En 1979, il y a 40 ans exactement, le gouvernement suédois votait, malgré l’opposition de 70% de la population, une loi contre les châtiments corporels et les humiliations. Pionnier de la lutte contre la violence à visée éducative, la Suède avait pressenti ce que les neurosciences confirment aujourd’hui : élever les enfants dans l’empathie et la bienveillance ferait d’eux des êtres responsables et surtout, respectueux des autres.
Et si tout commençait … par l’enfance ? « Même qu’on naît imbattables ! » nous emmène à la rencontre de cette première génération suédoise débarrassée des violences éducatives ordinaires, et invite, à travers une nouvelle conception de l’enfant, à un changement de modèle. Il nous plonge dans un monde où la notion de responsabilité des adultes prend tout son sens. Le terme « autorité parentale » y est remplacé par celui de « responsabilité parentale ». « En tant que parent, tu ne peux pas être un policier, tu peux seulement être un modèle », affirme dans le film Magnus, un jeune papa. « C’est en leur montrant l’exemple qu’ils deviendront à leur tour des adultes empathiques et bienveillants… et que la violence diminuera ».
Loin du procès, le film véhicule au contraire un message d’encouragement et d’espoir en donnant à voir une société qui a su changer progressivement et mettre en œuvre de nouvelles pratiques dans toutes les sphères de la société.
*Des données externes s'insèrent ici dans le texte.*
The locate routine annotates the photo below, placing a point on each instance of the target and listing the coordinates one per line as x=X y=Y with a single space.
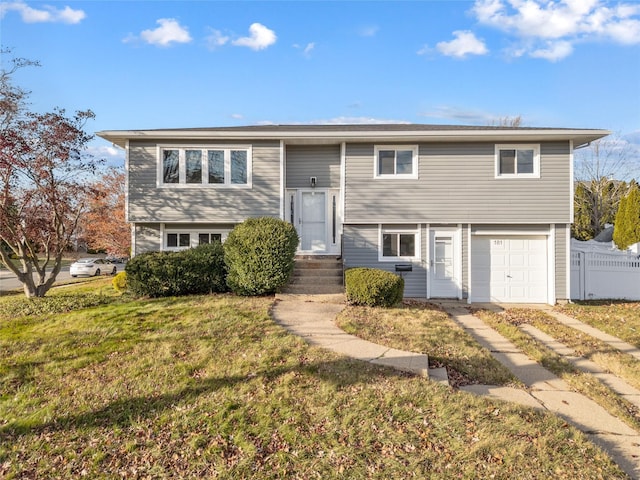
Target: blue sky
x=165 y=64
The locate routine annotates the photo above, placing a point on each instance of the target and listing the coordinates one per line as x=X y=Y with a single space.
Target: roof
x=334 y=133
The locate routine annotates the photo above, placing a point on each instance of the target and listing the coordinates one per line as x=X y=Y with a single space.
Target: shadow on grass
x=126 y=411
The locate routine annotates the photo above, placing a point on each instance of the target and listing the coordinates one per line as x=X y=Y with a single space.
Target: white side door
x=444 y=271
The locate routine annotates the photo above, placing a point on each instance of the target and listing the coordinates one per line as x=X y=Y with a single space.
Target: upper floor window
x=399 y=244
x=517 y=161
x=181 y=239
x=214 y=166
x=396 y=161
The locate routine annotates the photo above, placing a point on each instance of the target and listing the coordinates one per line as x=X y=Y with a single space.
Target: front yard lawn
x=211 y=387
x=620 y=319
x=425 y=328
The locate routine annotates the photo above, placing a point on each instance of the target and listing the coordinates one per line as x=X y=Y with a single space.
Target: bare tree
x=601 y=171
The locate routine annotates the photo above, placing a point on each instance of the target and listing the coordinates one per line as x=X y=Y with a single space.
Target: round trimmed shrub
x=119 y=282
x=259 y=254
x=373 y=287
Campagnes de prévention, programmes télévisés jeune public dédiés à la compréhension des émotions, numéro d’appel spécial réservé aux enfants qui veulent parler, actions de soutien à la parentalité et formation des professionnels, accompagnent encore aujourd’hui la promulgation de la loi.
Quarante ans plus tard, la question ne fait guère plus débat en Suède, plus de 93 % de la population approuve la mesure. Il faut dire que les effets positifs de cette loi sont aujourd’hui très palpables. Le taux de maltraitance a progressivement diminué jusqu’à devenir quasi-nul. 86 % des Suédois nés dans les années 1980 n’ont jamais été frappés et la quasi-totalité des parents n’envisagent plus les châtiments corporels comme une méthode d’éducation.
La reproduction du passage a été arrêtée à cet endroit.